And at the Fed, we're in the 80s, nobody talked about China, we thought Japan was taking us out, Japan had higher, by some measures, per capita gdp. Its stock market was worth more than the United States, incredibly, its real estate market was worth more than the United States, even though it's a tiny island.

And I go over these, I worked at the Central bank of Japan for a while and go over these moments where we did not know what was going on. And I think there are ways we got lucky to rise as far and by that I mean to just be so dominant that we ultimately became I think the economics of this, of course, has only one currency, network effects.

There's nothing else to say. The politics sure as heck doesn't have that, that the Chinese, they're going to break away, and when they break away, Asia is going to break away. And that's been going on since 2015, they're forming their own networks and pipelines and clearing. And the Europeans don't like it either, so the it's not that there's a Canadian dollar with all due respect to Mark Carney, or an Australian dollar, nobody cares about them.

But there'll be a few tripolar system, which back in 2005 was the consensus in academics that we were going to have a tripolar system. And what happened the last certainly the ten years after that was a shock. Well, Europe had the global debt crisis, China didn't move away from its peg.

And so what I argue in the book, Fast Forwarding a lot is we lose some space to crypto and the underground economy, but we're going to lose market share to the renminbi for 100% sure, because they can't live with us. I mean, even if Trump is enforcing it, where other sanctions and the Europeans will also expand.

So there the yeah, there are these network effects, but pushing back against this is these other effects. And if you look at what central banks do, which is what my favorite measure with Reinhardt and Ilsitsky, it's been in retreat for 10 years, probably the centrality of the dollar.


>> Jon Hartley: Well, I'm curious though. So I have a paper published in Economics.
>> Kenneth Rogoff: You kindly said it to me.
>> Jon Hartley: Yeah, it's titled De Dollarization, not so Fast. And it basically just gathers these same measures of the dollar that we're used to seeing before. And Barry and others have published with older data.

And so if you look at, you know, these measures of the dollar, you know, fraction of dollars in central bank FX reserves, the denomination of bonds, FX transactions or trade invoicing, you updated through Covid and through the Russian invasion of Ukraine, the $sas hasn't declined whatsoever through those sort of pretty big international events.

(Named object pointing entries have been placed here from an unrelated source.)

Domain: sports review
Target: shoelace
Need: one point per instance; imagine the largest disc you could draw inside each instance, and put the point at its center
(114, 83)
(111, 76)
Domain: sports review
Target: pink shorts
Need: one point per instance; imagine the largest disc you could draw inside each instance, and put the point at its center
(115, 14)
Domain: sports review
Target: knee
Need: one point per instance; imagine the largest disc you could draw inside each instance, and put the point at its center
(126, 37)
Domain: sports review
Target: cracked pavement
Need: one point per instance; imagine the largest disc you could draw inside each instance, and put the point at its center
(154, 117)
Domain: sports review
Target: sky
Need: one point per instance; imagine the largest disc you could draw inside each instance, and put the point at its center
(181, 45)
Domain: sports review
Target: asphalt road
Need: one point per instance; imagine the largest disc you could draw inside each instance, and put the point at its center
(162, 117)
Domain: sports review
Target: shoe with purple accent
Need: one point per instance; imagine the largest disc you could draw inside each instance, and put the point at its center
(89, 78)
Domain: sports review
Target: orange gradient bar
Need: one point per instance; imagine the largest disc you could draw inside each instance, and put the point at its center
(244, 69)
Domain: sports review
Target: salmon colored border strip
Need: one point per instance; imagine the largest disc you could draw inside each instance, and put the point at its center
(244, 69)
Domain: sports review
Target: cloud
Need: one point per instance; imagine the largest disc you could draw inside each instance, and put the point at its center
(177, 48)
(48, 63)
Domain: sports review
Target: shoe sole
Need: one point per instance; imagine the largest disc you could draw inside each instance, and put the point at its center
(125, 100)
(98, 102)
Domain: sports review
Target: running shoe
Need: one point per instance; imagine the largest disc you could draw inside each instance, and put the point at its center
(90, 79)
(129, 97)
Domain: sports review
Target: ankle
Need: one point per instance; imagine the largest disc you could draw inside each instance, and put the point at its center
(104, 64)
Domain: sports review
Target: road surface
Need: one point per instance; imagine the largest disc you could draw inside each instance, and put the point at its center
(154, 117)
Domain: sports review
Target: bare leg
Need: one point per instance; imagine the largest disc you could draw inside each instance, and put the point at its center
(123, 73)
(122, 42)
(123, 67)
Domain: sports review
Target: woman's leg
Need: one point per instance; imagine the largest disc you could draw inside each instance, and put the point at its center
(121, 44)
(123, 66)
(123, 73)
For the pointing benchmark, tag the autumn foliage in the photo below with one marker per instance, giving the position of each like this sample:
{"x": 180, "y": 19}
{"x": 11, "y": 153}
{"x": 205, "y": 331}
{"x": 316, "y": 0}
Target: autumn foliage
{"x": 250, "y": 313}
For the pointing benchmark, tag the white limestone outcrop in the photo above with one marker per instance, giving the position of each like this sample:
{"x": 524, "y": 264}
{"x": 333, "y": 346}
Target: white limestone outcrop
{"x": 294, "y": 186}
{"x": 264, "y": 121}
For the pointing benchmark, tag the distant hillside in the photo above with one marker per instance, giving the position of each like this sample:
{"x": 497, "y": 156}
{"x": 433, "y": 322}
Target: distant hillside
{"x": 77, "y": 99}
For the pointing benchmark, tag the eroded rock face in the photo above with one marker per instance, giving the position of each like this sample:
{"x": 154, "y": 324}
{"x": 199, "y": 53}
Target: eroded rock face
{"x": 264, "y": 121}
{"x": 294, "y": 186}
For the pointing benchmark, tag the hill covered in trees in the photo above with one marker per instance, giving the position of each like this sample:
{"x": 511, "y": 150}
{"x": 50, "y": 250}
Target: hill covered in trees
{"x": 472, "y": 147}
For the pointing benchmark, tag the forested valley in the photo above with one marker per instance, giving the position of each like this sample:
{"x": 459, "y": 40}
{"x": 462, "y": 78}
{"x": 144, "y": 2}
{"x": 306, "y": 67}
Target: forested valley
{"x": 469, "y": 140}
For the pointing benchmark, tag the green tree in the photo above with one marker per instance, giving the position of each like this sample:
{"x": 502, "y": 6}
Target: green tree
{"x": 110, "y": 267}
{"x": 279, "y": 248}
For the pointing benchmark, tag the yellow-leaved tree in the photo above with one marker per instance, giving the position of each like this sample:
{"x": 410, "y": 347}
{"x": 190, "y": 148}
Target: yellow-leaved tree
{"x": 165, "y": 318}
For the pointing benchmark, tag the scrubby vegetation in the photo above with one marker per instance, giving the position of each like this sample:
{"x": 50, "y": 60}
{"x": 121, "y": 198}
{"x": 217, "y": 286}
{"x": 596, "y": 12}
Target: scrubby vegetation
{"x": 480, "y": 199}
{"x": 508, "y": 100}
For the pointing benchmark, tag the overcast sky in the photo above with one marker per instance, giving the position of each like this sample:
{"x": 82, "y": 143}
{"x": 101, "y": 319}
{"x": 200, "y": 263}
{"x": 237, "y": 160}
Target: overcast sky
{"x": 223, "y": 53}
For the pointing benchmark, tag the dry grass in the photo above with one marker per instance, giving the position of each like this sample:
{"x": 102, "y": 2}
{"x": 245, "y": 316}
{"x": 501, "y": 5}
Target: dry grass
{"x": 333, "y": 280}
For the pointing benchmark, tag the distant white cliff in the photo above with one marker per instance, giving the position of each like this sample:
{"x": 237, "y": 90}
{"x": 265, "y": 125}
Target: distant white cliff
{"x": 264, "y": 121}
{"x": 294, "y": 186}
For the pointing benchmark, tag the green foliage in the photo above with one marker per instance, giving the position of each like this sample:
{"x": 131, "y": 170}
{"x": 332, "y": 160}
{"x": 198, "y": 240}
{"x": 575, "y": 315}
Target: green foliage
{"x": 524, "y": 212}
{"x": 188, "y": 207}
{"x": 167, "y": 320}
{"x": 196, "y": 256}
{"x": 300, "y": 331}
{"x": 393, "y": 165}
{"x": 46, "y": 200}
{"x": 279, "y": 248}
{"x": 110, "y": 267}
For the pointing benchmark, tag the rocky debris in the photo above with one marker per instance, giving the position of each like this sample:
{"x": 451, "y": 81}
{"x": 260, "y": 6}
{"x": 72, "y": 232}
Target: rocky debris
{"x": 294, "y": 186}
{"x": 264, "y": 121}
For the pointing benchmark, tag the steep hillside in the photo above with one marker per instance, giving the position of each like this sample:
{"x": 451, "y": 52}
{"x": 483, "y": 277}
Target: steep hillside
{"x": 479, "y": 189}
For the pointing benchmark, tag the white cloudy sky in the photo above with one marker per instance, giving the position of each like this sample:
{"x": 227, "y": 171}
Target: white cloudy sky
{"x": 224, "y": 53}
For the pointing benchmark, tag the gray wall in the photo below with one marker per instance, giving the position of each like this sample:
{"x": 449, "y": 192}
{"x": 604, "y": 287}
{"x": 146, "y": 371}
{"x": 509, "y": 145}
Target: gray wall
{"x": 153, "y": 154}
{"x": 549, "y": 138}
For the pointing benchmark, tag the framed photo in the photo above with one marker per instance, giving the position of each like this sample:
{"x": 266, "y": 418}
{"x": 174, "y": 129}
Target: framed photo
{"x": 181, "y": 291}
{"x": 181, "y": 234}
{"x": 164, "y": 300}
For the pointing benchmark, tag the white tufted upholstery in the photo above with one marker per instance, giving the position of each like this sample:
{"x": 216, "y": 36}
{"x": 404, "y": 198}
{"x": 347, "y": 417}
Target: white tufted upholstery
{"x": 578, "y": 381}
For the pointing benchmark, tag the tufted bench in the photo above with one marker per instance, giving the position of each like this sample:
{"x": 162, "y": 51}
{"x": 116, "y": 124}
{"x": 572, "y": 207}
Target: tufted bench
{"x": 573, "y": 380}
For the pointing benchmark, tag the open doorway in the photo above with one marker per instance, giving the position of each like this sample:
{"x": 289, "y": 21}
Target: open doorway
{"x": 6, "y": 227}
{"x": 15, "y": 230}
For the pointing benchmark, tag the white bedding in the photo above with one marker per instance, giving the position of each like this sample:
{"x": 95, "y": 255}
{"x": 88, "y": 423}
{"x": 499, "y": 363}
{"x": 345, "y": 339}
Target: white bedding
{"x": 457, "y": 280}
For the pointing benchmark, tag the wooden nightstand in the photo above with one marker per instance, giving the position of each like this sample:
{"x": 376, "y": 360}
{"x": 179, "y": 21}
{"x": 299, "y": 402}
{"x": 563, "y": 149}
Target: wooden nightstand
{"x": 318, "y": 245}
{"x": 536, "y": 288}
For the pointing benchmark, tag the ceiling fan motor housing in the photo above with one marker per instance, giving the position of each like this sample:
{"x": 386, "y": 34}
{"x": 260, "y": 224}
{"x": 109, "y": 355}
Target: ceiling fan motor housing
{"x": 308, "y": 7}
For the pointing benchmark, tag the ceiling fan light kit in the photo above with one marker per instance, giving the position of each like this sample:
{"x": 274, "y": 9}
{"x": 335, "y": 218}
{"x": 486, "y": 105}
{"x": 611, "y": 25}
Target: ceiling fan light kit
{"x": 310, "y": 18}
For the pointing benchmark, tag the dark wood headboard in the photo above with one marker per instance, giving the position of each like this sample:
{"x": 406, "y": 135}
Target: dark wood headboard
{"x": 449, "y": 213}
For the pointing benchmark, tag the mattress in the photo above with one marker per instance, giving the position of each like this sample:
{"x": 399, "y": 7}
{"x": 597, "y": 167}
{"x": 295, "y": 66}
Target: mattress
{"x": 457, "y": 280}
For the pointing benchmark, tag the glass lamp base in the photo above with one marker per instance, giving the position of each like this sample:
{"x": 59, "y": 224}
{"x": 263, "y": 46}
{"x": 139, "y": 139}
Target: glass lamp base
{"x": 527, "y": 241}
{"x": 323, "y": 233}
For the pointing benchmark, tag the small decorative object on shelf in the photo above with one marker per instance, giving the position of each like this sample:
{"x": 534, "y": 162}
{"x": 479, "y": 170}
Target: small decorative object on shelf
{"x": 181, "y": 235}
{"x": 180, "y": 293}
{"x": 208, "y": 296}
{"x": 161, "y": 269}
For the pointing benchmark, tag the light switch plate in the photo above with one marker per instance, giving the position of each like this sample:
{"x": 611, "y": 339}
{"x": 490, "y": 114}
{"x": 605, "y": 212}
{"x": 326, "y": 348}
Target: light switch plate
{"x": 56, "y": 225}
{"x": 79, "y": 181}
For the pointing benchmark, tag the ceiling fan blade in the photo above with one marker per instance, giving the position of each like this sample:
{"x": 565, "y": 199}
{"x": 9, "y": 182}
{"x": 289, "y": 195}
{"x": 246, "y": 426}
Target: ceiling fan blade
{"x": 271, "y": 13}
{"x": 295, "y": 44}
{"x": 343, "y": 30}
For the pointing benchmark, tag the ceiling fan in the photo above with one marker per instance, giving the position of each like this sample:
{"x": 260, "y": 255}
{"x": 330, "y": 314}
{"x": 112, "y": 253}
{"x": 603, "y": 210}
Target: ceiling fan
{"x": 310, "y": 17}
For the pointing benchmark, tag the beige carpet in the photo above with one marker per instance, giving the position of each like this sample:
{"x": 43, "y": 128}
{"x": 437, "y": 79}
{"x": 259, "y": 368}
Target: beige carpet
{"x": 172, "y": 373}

And, you know, there's also the freezing of the Russian FX reserves and all these things. So I guess, you know, like, sure, you know, the dollar share of FX reserves is down from the early 2000s. A lot of people like to show some of those charts just starting in 2000 to today.

But it's actually been at lower points, say like in the, in the 90s.
>> Kenneth Rogoff: But that's because it felt. That's because it, it fell after Bretton Woods. I mean, the 70s was a big decline in the dollar share of everything, which my book discusses why, given our debt situation and challenges to Federal Reserve independence, I am sort of expecting a 70s light maybe period now, which will also, you know, accelerate this.

But, you know, it hit it. It sort of fell because we were screwing up. And then as we became more stable, it arose. But I think the rise from the 2000s was very surprising given where the trends were. That's why people point to that.
>> Jon Hartley: I guess I'm just curious just to make a counter argument in favor of just dollar dominance sticking around for much longer than maybe we think.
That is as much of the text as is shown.